Does anyone know of a way to decode these values in a Python UDF? We have a use case where we can't run the scala example.

Does anyone know of a way to decode these values in a Python UDF? We have a use case where we can't run the scala example.

Have you looked into the pamqp package? https://github.com/gmr/pamqp
I myself decided to go for the Scala impl, but if you can't go that way, look into the above package.

If someone happends to want to decode AMQP encoded strings in spark (e.g. IoT hub headers), I found that this worked (as long as you know that it is strings, since all it does is ditch the typing information in the first bytes):

def decode_amqp_str(val_col):
  """Amqp adds some bytes of type-metadata. We ditch it and parses the rest as a string"""
  #2147483647:   https://stackoverflow.com/questions/57867088/pyspark-substr-without-length
  return F.substring(val_col, 3,2147483647).cast("string")

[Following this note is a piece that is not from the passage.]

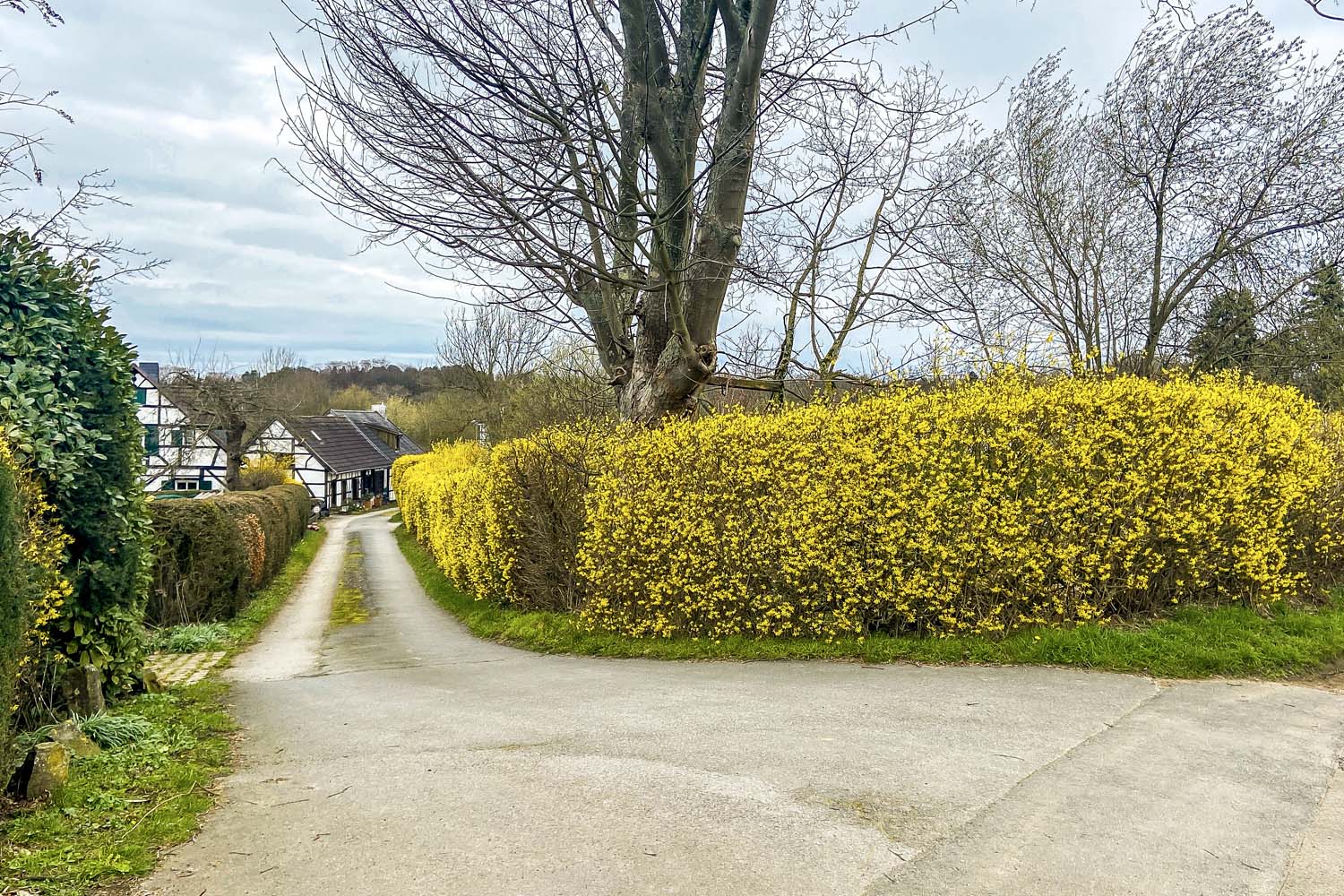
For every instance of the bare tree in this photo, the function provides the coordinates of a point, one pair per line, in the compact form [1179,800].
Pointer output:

If someone happends to want to decode AMQP encoded strings in spark (e.g. IoT hub headers), I found that this worked (as long as you know that it is strings, since all it does is ditch the typing information in the first bytes):

def decode_amqp_str(val_col):
  """Amqp adds some bytes of type-metadata. We ditch it and parses the rest as a string"""
  #2147483647:   https://stackoverflow.com/questions/57867088/pyspark-substr-without-length
  return F.substring(val_col, 3,2147483647).cast("string")

Here are some slightly more robust ones

@udf("string")
def string_from_amqp(val: bytes):
    # See https://docs.oasis-open.org/amqp/core/v1.0/os/amqp-core-types-v1.0-os.html#type-string
    if val == None:
        return None
    match val[0]:
        # An AMQP Null value
        case 0x40:
            return None
        # An AMQP string up to 2^8 - 1 octets worth of UTF-8 Unicode (with no byte order mark)
        case 0xa1:
            return val[2:].decode('UTF-8', 'strict')
        # an AMQP string up to 2^32 - 1 octets worth of UTF-8 Unicode (with no byte order mark)
        case 0xb1:
            return val[5:].decode('UTF-8', 'strict')

    #TODO: maybe this should fail here instead
    return val.hex()

@udf("boolean")
def bool_from_amqp(val: bytes):
    # See https://docs.oasis-open.org/amqp/core/v1.0/os/amqp-core-types-v1.0-os.html#type-boolean
    if val == None:
        return None
    match val[0]:
        case 0x56:
            if val[1] == 0x1: 
                return True
            return False
        case 0x41:
            return True
        case 0x42:
            return False

    #TODO: maybe this should fail here instead
    return None